Abbiamo più volte scritto, anche, quanto più preoccupanti siano le microplastiche (vedi qui), che raggiungono anche i fondali degli oceani e che per le loro ridotte dimensioni entrano nelle catene alimentari dei pesci e degli umani. E oramai le microplastiche si trovano dappertutto, non solo nel mare ma anche nei fiumi, nelle foreste, nelle montagne, uccidendo flora e fauna.
“Il punto è che la plastica è stata per troppo tempo l’opzione predefinita nel design. L’usa e getta è stata l’opzione predefinita del design per troppo tempo. Lasciare che le comunità povere si guadagnino da vivere con gli scarti di plastica lasciati da altri è stata l’opzione predefinita per troppo tempo. È ora che i chimici, i produttori e gli ingegneri di processo diventino creativi. È tempo che i governi siano creativi.
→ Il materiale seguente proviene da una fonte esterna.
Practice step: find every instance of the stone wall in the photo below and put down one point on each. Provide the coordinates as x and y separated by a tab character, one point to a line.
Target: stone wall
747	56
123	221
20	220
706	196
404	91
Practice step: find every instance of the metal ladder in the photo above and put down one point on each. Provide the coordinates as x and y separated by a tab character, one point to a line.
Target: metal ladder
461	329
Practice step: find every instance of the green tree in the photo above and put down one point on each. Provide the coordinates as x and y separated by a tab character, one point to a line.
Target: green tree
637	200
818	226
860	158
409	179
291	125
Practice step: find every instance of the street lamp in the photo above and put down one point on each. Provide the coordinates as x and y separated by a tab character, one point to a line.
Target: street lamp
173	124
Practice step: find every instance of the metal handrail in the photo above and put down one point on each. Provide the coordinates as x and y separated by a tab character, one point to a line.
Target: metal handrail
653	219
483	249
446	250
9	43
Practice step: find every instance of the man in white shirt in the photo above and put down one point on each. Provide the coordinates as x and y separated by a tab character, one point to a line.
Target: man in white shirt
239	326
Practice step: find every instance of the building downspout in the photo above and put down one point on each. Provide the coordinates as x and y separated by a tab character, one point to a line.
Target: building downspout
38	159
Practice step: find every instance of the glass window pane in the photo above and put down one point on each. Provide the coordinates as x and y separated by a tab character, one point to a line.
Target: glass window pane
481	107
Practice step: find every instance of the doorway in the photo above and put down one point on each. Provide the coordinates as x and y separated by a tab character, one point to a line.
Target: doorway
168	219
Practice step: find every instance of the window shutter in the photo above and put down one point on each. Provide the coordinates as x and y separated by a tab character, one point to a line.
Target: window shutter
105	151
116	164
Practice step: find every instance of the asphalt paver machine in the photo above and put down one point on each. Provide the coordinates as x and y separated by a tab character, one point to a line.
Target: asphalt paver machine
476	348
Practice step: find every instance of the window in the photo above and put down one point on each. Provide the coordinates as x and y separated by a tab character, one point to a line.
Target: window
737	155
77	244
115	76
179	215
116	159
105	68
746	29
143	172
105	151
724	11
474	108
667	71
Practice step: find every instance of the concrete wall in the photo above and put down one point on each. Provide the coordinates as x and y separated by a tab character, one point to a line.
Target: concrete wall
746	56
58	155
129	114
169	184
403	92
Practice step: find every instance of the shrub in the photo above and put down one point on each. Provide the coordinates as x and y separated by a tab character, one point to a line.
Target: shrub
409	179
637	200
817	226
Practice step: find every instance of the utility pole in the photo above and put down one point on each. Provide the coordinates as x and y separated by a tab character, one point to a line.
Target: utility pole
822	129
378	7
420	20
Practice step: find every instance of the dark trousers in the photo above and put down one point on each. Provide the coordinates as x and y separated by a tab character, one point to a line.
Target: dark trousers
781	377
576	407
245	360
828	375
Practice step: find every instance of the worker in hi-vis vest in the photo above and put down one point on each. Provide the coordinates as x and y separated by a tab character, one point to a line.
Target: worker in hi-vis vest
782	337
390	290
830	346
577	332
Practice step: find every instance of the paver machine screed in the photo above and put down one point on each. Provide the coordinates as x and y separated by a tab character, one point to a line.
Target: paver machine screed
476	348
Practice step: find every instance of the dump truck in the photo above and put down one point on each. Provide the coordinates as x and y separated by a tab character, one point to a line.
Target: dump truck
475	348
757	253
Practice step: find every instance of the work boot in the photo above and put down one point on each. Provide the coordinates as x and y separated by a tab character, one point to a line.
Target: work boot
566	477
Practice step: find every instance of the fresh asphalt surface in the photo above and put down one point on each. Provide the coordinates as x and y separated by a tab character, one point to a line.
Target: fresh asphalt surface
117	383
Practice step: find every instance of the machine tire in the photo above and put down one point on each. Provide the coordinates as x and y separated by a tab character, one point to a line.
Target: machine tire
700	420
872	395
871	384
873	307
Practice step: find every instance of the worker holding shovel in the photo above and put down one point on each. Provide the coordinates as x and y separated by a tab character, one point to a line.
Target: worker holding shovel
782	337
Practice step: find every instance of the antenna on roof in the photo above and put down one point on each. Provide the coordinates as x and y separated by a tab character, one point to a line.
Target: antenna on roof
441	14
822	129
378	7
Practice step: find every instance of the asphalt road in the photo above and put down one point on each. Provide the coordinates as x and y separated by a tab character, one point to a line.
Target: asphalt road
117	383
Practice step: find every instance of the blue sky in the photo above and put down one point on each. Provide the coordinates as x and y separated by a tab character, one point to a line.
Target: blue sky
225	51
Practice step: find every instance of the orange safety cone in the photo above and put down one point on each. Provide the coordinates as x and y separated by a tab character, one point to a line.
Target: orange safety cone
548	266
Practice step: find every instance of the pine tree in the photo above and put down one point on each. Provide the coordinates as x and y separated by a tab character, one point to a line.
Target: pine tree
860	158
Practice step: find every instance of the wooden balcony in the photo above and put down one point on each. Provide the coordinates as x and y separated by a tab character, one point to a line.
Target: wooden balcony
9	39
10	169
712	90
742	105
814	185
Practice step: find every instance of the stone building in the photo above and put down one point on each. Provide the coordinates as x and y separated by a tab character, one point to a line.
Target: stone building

È ora che i consumatori diventino creativi”, ha detto Philippe Franc (Delegato permanente della Francia presso l’Organizzazione delle Nazioni Unite per l’educazione, la scienza e la cultura) e noi concordiamo. Solo con un approccio all’inquinamento di tipo circolare, che tenga conto dell’intero ciclo di vita dei prodotti, dalla produzione al consumo, troveremo delle soluzioni.
Ma la soluzione migliore va trovata a monte: per eliminare la plastica nell’ambiente bisogna produrne meno. Le Nazioni Unite puntano a far firmare entro la fine del 2024 un trattato internazionale con impegni vincolanti che coprano tutti gli aspetti del ciclo di vita della plastica, dalla sua produzione allo smaltimento. Dicevamo che i primi colloqui sono iniziati a novembre 2022, ma la strada è in salita.
Abbiamo sempre creduto poco all’efficacia risolutiva degli accordi tra Stati che non siano fortemente sostenuti da un moto di coscienza popolare.
Dipende anche da noi. Bisogna fare in fretta.
Federica Rochira, Website Founder
P.S. Abbiamo parlato dell’ostruzionismo di Usa, Cina e Arabia Saudita, ma anche l’Italia non ha firmato la dichiarazione ministeriale dell’High Ambition Coalition (una coalizione tra Stati, compresa l’Italia, per sviluppare uno strumento giuridicamente vincolante sull’inquinamento da plastica) [qui] di preparazione della riunione parigina.